1, reasonable diet: limit carbohydrate and fat intake, less greasy food, the amount of staple food should also be controlled, increase the intake of vegetables and high-quality protein, eat more green leafy vegetables, appropriate lean meat, fish, etc..
2, limit alcohol consumption: long-term alcohol consumption will affect liver function, affecting the liver’s ability to metabolize fat and aggravate triglyceride elevation.
3, appropriate moderate intensity aerobic exercise can help reduce weight, weight loss is conducive to improving multi-organ function and vascular health.

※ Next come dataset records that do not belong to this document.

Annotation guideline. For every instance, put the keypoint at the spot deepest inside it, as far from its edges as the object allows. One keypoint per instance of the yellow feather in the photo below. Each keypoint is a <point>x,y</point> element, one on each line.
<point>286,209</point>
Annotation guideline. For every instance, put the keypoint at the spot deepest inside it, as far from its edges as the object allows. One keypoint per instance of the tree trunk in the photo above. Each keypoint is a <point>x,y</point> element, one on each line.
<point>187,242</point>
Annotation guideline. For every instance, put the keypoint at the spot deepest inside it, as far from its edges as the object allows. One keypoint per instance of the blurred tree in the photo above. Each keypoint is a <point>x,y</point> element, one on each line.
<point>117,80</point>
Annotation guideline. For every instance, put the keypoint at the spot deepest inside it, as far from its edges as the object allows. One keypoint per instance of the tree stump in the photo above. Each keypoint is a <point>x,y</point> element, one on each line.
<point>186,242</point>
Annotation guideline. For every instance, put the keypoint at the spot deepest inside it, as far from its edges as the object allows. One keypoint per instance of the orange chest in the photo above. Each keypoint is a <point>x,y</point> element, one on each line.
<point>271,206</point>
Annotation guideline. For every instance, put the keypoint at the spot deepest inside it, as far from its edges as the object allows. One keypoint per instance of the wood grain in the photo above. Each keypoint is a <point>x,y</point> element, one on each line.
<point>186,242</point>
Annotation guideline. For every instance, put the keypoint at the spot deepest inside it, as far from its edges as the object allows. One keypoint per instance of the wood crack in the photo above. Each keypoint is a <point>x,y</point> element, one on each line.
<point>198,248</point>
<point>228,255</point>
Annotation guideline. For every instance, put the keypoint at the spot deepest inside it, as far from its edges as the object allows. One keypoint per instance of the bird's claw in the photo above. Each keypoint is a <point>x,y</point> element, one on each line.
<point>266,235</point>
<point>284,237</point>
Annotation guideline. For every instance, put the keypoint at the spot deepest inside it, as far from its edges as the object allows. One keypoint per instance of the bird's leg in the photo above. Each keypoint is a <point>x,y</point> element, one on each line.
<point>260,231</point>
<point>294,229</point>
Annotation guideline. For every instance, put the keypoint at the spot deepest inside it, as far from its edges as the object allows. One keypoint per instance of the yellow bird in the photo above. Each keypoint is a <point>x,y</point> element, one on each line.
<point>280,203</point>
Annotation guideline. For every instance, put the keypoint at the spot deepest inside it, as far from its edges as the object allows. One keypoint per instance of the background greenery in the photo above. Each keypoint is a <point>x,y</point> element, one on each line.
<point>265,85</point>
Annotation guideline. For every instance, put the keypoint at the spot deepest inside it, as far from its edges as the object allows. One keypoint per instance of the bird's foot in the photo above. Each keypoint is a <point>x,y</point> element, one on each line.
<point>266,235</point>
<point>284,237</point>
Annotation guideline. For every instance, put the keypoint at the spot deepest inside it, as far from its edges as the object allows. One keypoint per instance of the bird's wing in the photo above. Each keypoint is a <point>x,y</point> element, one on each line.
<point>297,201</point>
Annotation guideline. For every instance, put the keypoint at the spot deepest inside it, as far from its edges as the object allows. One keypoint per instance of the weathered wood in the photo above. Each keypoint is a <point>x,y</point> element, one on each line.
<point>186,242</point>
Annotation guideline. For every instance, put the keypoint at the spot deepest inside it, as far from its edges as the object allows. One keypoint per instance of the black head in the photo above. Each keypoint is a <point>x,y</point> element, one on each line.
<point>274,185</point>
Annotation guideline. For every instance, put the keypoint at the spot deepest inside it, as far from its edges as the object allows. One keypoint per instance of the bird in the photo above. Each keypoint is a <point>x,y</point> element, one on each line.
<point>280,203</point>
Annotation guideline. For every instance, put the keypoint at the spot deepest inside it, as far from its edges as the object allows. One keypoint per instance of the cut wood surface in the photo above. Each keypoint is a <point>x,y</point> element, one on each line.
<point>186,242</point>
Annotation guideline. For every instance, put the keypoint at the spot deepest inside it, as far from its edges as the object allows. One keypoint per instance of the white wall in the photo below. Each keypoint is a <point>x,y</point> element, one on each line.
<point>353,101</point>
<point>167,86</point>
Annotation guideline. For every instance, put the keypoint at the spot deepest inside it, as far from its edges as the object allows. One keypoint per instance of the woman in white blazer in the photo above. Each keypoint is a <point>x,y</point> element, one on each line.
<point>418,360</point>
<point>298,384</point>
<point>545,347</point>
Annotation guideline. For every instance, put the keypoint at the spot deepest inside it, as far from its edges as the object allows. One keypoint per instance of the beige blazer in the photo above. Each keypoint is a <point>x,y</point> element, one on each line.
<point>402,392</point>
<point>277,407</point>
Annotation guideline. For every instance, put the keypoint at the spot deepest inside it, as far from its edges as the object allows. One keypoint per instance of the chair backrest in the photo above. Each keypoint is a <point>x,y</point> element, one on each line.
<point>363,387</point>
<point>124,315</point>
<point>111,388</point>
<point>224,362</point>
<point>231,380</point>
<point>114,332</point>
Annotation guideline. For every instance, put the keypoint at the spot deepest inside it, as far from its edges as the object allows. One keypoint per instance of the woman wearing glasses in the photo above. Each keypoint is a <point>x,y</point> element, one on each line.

4, Quit smoking can significantly reduce the overall risk of cardiovascular disease in patients.
V. Personal insights
Hypertriglyceridemia is an important cause of acute pancreatitis. The mechanism by which it causes pancreatitis may be due to increased blood viscosity in such patients, fat particles and free fatty acids causing local microthrombosis and capillary damage, blocking pancreatic vessels, leading to pancreatic hemorrhage and necrosis, which in turn induces acute pancreatitis.
In this case, the patient had a history of long-term hypertriglyceridemia, which was not regularly treated, and a small amount of alcohol was consumed before the onset of the disease. The condition of acute pancreatitis changes rapidly and can worsen rapidly and may even be life-threatening, therefore, treatment related to acute pancreatitis needs to be given immediately. At the same time, active measures should be taken to remove hypertriglyceridemia as the cause of the disease to avoid the progression to life-threatening severe pancreatitis.